Hierarchical data is any kind of data where observations fall into groups or clusters. The most common examples at the SSCC are individuals living in a household and a subject being observed multiple times, but there are many other applications: schools within a district, courses taken by a student, or even individuals who are part of a subject's social network can all be treated as hierarchical data. Hierarchies can also have more than two levels; for example students may be grouped into classrooms which are grouped into schools which are grouped into districts.
One of the most useful tools for managing hierarchical data in Stata is the reshape command. It is very simple to use, but you need to be able to picture in your mind what it does and why. This article will try to give you that picture and then discuss using reshape in a variety of situations.
Note that SPSS has a tool called the Restructure Data Wizard which looks very different but does essentially the same thing, and you can write a program to do it in SAS (though with substantially more effort).
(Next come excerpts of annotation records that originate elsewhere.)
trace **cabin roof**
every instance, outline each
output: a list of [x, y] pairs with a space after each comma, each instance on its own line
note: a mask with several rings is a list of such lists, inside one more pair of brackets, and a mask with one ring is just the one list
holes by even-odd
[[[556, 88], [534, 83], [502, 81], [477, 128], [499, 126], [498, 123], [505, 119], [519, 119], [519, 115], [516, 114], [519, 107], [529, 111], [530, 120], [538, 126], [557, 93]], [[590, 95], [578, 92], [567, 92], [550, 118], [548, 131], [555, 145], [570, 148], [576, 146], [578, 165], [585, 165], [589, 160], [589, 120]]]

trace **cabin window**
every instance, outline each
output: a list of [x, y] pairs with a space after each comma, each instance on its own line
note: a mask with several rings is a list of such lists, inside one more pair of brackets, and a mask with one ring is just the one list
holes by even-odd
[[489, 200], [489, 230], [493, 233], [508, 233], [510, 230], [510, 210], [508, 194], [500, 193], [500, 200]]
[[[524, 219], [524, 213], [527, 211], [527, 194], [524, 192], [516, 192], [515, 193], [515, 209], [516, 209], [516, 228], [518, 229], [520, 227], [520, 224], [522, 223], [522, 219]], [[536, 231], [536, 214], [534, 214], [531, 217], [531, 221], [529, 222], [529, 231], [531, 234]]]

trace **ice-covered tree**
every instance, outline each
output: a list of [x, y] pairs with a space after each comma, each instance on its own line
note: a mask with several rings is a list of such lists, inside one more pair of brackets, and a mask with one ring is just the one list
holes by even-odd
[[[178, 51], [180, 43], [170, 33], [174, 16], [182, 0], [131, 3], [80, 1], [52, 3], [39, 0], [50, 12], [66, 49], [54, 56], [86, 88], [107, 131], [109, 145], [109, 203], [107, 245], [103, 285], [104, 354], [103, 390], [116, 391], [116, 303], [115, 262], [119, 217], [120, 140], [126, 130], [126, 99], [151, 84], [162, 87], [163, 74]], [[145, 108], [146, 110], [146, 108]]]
Thus the conceptual parts of this article may be of interest even if you don't use Stata.
Describing Hierarchical Data
Since hierarchical data can describe so many different things, we need some to define terms that can apply to all of them. We'll describe the smallest unit in the data as the level one unit. In the examples mentioned above the level one unit would be an individual within the household, a particular time the subject was observed, a school within the district, a course taken by the student, or an individual within the subject's social network. A level two unit is then a group of level one units: the household in which the individuals live, the subject which is measured repeatedly, the district which contains the schools, the student who takes the courses or the subject whose social network is being described. If needed, a level three unit is a collection of level two units, and so forth.
Normally a hierarchical data set will include some variables which describe the level one units and some which describe the level two units. For example, a data set of individuals living in households may contain the age and sex of each individual, plus the household income of the household as a whole. Age and sex would then be level one variables while household income would be a level two variable.
Level two variables are easy to identify: they always have the same value for all level one units in the same level two unit. For example, the total number of people in the household must be the same for every member of a household, or if a subject is observed multiple times he or she must have the same race each time. Anything that varies within a level two unit is a level one variable: individuals within a household can obviously have different employment statuses, so employment status must be a level one variable. What occasionally gets forgotten is that individuals observed over time can change their education level or marital status, so those must be level one variables as well. While it's rarely difficult to identify which of your variables are level one and which are level two, taking a moment to do so during the planning stage of your project and before writing any code can help you avoid a lot of headaches.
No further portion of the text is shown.